Senior devs often tell me they’re worried juniors won’t learn what good looks like. Juniors tell me they’re learning much faster with AI helping them stumble along the way.
Both are right. The question is which effect dominates.
Learning rate as competitive advantage
Greg Ceccarelli nailed it: the most dangerous person in any room isn’t the expert with twenty years of experience — it’s the person with solid experience and the ability to master new domains at an accelerated rate. He calls it “intellectual metabolism” — the speed at which you absorb new patterns and abandon outdated assumptions.
Fast learners ship working solutions while experienced people explain why it can’t be done. Experience without deliberate practice and feedback produces minimal improvement.
From CI/CD to Continuous Learning
We’ve had Continuous Integration and Continuous Delivery for years. The next shift is Continuous Learning — for both individuals and organizations. When AI accelerates the doing, the differentiator becomes how fast you learn from what you’ve done.

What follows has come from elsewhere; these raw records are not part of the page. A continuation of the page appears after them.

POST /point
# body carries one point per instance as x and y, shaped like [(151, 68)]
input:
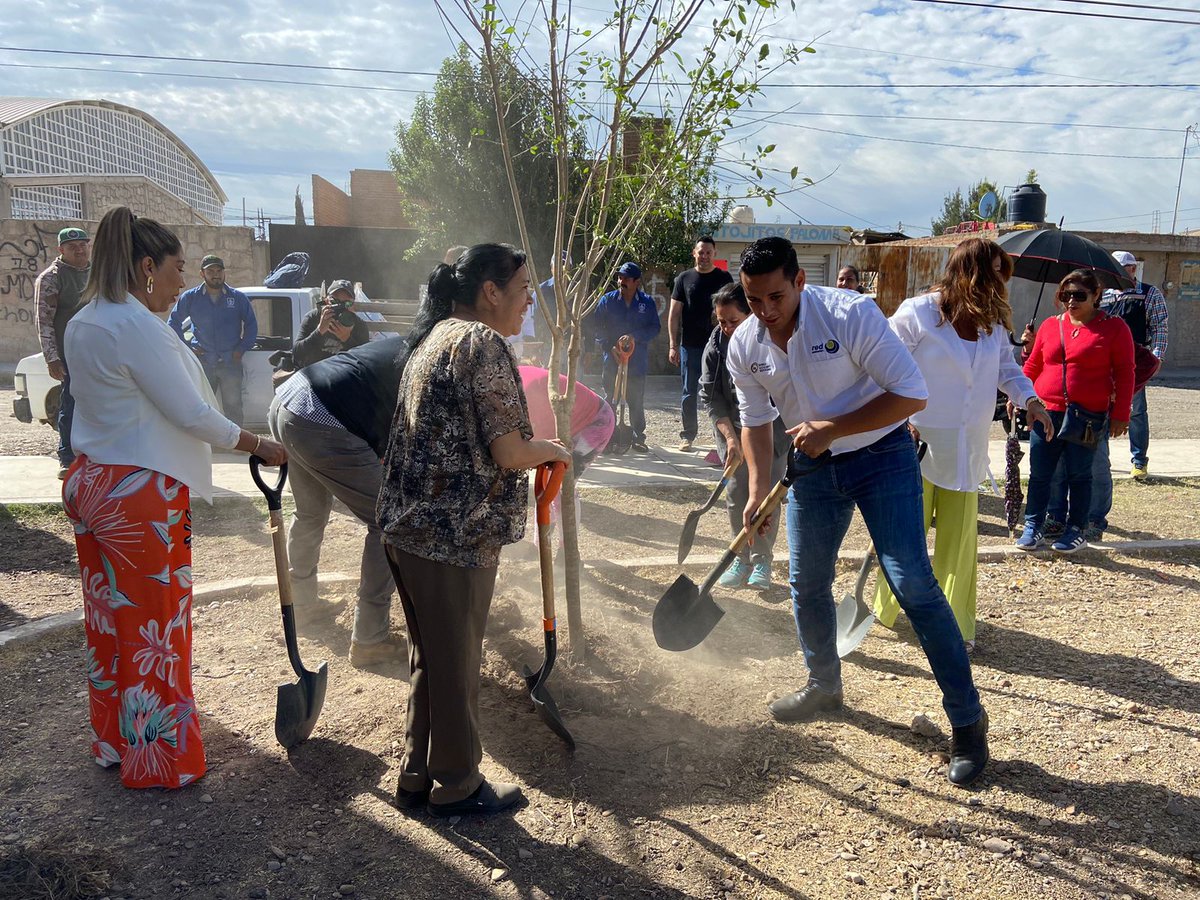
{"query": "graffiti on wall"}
[(21, 262)]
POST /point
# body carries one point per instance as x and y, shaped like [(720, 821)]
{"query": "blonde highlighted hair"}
[(121, 243), (973, 293)]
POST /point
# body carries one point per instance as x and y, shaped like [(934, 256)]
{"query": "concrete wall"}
[(28, 246)]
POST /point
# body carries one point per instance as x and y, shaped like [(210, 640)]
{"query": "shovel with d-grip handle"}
[(546, 484), (297, 706), (687, 615)]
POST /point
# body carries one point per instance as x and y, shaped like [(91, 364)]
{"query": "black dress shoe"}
[(489, 798), (412, 799), (969, 753), (805, 705)]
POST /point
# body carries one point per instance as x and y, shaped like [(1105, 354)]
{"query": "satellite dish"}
[(988, 205)]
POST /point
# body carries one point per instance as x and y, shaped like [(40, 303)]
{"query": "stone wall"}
[(28, 246)]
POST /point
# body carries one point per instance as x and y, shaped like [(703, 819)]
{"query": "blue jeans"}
[(226, 378), (1139, 431), (883, 480), (66, 413), (690, 359), (635, 396), (1102, 489), (1044, 456)]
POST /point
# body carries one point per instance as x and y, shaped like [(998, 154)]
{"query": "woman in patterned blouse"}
[(454, 492)]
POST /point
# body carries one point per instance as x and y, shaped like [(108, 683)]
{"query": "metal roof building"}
[(72, 159)]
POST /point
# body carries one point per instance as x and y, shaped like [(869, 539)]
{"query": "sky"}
[(885, 150)]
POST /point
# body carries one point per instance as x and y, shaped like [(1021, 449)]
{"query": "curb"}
[(216, 591)]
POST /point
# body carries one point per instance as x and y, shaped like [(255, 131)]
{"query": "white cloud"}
[(265, 138)]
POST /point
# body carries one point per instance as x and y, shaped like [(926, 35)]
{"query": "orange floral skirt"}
[(133, 533)]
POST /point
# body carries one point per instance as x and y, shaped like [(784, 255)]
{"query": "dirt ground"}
[(682, 786)]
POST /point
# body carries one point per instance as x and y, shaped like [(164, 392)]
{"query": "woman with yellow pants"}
[(959, 336)]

Knowledge management becomes critical as automation increases. If the AI does the coding, what you know about why and when matters more than how.
The junior/senior tension
Some perspectives from the conversation:
- Juniors need basic coding skills plus senior-level systems thinking — AI lets them skip 3-4 years of syntax mastery and get to the interesting problems faster
- “Hard == learning” isn’t necessarily true — Terrence Tao used ChatGPT to learn Lean programming. Easy learning is still learning, it just requires pedagogical awareness
- Experience matters most when it’s been actively refined through feedback, not just accumulated through repetition
The pattern: AI doesn’t eliminate the need for experience. It compresses the time to get there — if you’re intentional about it.